Is 3D Wood Printing the end of destructive harvesting of trees!?

There is huge economic potential in harnessing the enabling three-dimensional (3D) printing technology in product manufacturing.

Associate Professor David Leung, a University of Canterbury researcher has won Government funding to explore the potential for 3D printing live plant cells (a process known as bio-printing) to create synthetic wood. He is working on creating a new, sustainable industry for synthetic wood manufacturing through the 3D bio-printing of live plant cells, a venture which, if successful, could vastly reduce the need to chop down trees.

Although challenging, there is potential to use live cells as an advanced manufacturing material in a yet-to-be invented, new industry.
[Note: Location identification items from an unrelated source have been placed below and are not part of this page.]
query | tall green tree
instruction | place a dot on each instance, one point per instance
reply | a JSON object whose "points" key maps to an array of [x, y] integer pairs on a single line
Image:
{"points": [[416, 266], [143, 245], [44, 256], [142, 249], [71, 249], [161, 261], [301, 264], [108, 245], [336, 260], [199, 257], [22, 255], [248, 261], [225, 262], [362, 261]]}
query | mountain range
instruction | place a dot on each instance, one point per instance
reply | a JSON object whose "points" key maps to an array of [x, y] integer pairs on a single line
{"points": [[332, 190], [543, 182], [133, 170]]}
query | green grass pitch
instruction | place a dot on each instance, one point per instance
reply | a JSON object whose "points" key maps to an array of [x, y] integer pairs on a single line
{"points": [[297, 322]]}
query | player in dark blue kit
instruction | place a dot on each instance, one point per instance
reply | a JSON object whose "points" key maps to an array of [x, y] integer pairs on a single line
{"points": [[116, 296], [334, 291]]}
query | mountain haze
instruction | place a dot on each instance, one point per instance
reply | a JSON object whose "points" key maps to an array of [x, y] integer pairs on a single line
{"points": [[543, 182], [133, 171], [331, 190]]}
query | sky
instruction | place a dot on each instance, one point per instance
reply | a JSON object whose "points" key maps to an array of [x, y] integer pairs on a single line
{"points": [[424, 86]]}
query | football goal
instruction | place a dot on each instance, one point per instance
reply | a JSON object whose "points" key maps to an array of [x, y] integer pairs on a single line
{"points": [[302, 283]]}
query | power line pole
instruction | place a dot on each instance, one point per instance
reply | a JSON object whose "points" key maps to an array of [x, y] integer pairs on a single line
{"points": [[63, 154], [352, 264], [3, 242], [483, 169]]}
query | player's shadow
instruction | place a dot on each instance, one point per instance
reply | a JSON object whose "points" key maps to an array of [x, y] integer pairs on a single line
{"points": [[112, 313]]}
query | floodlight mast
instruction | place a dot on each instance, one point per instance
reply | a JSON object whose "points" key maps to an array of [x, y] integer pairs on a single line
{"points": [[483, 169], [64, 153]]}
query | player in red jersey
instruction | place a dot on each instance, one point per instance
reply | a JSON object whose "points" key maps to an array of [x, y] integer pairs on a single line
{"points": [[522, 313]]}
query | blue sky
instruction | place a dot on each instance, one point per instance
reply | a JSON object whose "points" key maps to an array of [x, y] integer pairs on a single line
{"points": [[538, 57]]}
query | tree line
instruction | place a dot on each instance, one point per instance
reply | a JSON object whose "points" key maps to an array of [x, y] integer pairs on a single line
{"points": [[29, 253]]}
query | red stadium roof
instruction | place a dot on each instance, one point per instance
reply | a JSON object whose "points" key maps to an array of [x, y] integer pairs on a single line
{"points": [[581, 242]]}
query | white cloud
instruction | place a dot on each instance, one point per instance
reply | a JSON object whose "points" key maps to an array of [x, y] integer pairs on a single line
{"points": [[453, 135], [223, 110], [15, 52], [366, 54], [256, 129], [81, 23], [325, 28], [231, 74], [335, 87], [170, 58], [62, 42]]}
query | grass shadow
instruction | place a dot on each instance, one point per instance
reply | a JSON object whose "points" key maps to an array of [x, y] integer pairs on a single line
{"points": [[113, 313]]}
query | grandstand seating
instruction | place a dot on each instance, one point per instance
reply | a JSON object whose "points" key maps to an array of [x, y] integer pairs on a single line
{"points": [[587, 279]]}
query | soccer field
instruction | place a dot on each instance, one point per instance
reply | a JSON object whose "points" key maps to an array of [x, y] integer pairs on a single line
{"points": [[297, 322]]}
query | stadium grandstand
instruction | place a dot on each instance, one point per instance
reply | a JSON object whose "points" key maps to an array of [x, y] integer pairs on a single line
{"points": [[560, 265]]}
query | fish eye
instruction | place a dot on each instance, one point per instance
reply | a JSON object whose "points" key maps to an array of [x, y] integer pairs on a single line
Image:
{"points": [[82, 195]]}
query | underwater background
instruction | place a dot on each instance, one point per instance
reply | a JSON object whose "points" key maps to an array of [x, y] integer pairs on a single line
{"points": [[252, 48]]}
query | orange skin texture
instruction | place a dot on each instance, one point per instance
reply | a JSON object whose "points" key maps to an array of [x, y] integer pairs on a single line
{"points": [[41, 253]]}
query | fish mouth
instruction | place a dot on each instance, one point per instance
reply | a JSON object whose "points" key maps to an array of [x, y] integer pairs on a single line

The principle of 3D printing live plant cells (bio-printing) has recently been demonstrated with live green algal cells. It is possible that other types of plant cells, such as the wood-forming cells of eucalyptus trees, could be used as bio-printing materials. Hence, it is a potential, socially acceptable opportunity for sustainable economic development derived from native forests.

The objective of this project is to manufacture a wood product (a non-living 3D structure) without the need for the destructive harvesting of trees.

Live eucalyptus tree cells will be prepared specifically for bio-printing. They will be physiologically primed in a 3D structure in the biotech lab at the University of Canterbury (without any genetic modification) to be capable of responding to the appropriate triggers for transformation into a principal wood cell called a tracheid elements cell.
The changes in the cells will be studied in relation to the characteristic morphological features and chemical properties of tracheid elements cells using various microscopic, histochemical staining and fluorescence techniques.

If successful this research would be among the most significant scientific advances towards the realisation of the full potential of 3D printing. The manufacturing sector would have a new, sustainable and advanced biomaterial for developing niche products in a New Zealand context.